Effect of increased enteral protein intake on plasma and urinary urea concentrations in preterm infants born at < 32 weeks gestation and < 1500 g birth weight enrolled in a randomized controlled trial – a secondary analysis

Zeitschrift:
BMC Pediatrics > Ausgabe 1/2018
Autoren:
Michaela Mathes, Christoph Maas, Christine Bleeker, Julia Vek, Wolfgang Bernhard, Andreas Peter, Christian F. Poets, Axel R. Franz

Abstract

Background

Feeding breast milk is associated with reduced morbidity and mortality, as well as improved neurodevelopmental outcome but does not meet the high nutritional requirements of preterm infants. Both plasma and urinary urea concentrations represent amino acid oxidation and low concentrations may indicate insufficient protein supply.
This study assesses the effect of different levels of enteral protein on plasma and urinary urea concentrations and determines if the urinary urea-creatinine ratio provides reliable information about the protein status of preterm infants.

Methods

Sixty preterm infants (birthweight < 1500 g; gestational age < 32 weeks) were enrolled in a randomized controlled trial and assigned to either a lower-protein group (median protein intake 3.7 g/kg/d) or a higher-protein group (median protein intake 4,3 g/kg/d). Half the patients in the higher-protein group received standardized supplementation with a supplement adding 1.8 g protein/100 ml milk, the other half received individual supplementation depending on the respective mother’s milk macronutrient content.

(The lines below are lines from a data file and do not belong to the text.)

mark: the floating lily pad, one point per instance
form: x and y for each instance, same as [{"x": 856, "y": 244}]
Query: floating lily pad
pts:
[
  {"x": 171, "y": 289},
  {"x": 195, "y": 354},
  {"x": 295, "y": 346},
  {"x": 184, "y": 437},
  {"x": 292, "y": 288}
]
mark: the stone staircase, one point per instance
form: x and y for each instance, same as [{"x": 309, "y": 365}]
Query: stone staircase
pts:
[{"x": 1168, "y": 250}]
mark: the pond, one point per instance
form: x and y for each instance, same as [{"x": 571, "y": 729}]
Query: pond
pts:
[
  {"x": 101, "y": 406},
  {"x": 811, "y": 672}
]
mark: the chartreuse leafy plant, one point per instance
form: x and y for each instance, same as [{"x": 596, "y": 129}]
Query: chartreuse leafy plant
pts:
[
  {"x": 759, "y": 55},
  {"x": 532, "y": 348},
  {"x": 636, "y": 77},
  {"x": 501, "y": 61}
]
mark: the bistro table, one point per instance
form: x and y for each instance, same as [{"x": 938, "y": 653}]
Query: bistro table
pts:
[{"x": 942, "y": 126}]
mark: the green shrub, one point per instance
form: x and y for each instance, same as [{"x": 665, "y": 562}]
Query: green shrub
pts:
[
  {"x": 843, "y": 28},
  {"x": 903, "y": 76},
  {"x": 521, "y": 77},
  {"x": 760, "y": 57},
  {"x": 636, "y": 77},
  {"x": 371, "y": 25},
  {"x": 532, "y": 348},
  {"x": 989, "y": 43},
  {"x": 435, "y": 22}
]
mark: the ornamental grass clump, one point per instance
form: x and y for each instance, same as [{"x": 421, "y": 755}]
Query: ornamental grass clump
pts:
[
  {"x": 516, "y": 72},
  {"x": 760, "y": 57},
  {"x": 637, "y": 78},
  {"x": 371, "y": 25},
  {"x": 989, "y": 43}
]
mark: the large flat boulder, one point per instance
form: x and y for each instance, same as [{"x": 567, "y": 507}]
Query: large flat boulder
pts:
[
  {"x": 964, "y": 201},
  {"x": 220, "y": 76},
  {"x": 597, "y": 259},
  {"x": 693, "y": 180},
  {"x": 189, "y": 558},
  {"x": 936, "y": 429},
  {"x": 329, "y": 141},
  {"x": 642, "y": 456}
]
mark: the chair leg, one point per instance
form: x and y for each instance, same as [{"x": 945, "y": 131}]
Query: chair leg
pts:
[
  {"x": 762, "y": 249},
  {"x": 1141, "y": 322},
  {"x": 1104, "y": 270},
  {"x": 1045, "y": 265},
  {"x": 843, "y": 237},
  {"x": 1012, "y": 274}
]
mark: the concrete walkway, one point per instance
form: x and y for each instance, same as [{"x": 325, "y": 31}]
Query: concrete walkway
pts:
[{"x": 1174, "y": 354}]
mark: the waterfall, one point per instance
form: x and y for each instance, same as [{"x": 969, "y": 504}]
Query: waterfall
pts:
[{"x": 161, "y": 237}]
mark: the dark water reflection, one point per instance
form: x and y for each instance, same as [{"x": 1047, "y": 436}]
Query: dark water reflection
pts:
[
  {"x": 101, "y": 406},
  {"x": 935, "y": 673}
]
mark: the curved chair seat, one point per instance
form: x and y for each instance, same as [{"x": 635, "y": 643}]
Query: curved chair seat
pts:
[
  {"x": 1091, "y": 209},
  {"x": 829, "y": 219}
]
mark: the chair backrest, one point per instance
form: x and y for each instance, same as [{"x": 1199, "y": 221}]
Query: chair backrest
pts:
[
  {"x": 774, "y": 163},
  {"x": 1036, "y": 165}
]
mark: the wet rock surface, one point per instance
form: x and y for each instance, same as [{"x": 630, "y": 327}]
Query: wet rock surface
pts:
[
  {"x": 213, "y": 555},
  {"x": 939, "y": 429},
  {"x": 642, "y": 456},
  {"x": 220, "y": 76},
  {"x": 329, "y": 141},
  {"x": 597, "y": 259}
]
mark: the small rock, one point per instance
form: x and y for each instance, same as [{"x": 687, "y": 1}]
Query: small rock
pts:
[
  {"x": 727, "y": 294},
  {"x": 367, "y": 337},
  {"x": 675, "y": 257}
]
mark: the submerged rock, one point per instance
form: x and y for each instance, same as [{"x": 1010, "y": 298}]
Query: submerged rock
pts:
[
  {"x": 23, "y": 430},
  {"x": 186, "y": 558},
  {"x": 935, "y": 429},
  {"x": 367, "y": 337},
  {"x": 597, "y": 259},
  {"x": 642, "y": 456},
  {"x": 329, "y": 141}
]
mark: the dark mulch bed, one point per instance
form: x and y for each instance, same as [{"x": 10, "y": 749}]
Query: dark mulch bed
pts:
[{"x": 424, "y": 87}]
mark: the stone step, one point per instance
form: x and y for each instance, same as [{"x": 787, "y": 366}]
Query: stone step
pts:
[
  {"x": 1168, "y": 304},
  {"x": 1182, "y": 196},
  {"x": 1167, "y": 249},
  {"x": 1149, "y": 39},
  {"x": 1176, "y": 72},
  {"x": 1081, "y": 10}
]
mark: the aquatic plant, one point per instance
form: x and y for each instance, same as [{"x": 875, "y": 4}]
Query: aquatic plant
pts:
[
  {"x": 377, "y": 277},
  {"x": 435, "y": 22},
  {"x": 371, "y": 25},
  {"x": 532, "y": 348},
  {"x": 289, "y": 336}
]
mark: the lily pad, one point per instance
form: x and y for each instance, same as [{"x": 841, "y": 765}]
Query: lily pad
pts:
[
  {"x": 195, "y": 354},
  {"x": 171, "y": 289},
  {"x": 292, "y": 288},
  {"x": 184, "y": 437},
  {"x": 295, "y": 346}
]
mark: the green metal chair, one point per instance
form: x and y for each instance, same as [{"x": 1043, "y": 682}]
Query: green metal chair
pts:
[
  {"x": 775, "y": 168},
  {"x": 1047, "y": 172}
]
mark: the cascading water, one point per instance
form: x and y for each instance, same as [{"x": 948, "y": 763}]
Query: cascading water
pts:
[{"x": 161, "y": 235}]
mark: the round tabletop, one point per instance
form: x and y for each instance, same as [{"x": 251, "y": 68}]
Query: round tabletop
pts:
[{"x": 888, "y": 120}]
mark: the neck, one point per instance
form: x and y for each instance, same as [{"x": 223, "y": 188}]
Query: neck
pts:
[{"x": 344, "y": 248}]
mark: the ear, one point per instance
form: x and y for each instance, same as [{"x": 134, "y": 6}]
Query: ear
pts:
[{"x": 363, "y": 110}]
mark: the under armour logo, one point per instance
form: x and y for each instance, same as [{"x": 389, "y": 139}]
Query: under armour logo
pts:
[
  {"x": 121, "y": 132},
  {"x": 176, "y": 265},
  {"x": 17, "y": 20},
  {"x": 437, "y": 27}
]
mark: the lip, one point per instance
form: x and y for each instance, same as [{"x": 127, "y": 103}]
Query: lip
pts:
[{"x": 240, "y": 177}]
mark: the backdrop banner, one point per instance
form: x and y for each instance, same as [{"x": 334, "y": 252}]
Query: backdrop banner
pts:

Plasma urea concentration was determined in two scheduled blood samples (BS1; BS2); urinary urea and creatinine concentrations in weekly spot urine samples.

Results

The higher-protein group showed higher plasma urea concentrations in both BS1 and BS2 and a higher urinary urea-creatinine-ratio in week 3 and 5–7 compared to the lower-protein group. In addition, a highly positive correlation between plasma urea concentrations and the urinary urea-creatinine-ratio (p < 0.0001) and between actual protein intake and plasma urea concentrations and the urinary urea-creatinine-ratio (both p < 0.0001) was shown.

Conclusions

The urinary urea-creatinine-ratio, just like plasma urea concentrations, may help to estimate actual protein supply, absorption and oxidation in preterm infants and, additionally, can be determined non-invasively. Further investigations are needed to determine reliable cut-off values of urinary urea concentrations to ensure appropriate protein intake.

Trial registration

Clinicaltrials.gov; NCT01773902 registered 15 January 2013, retrospectively registered.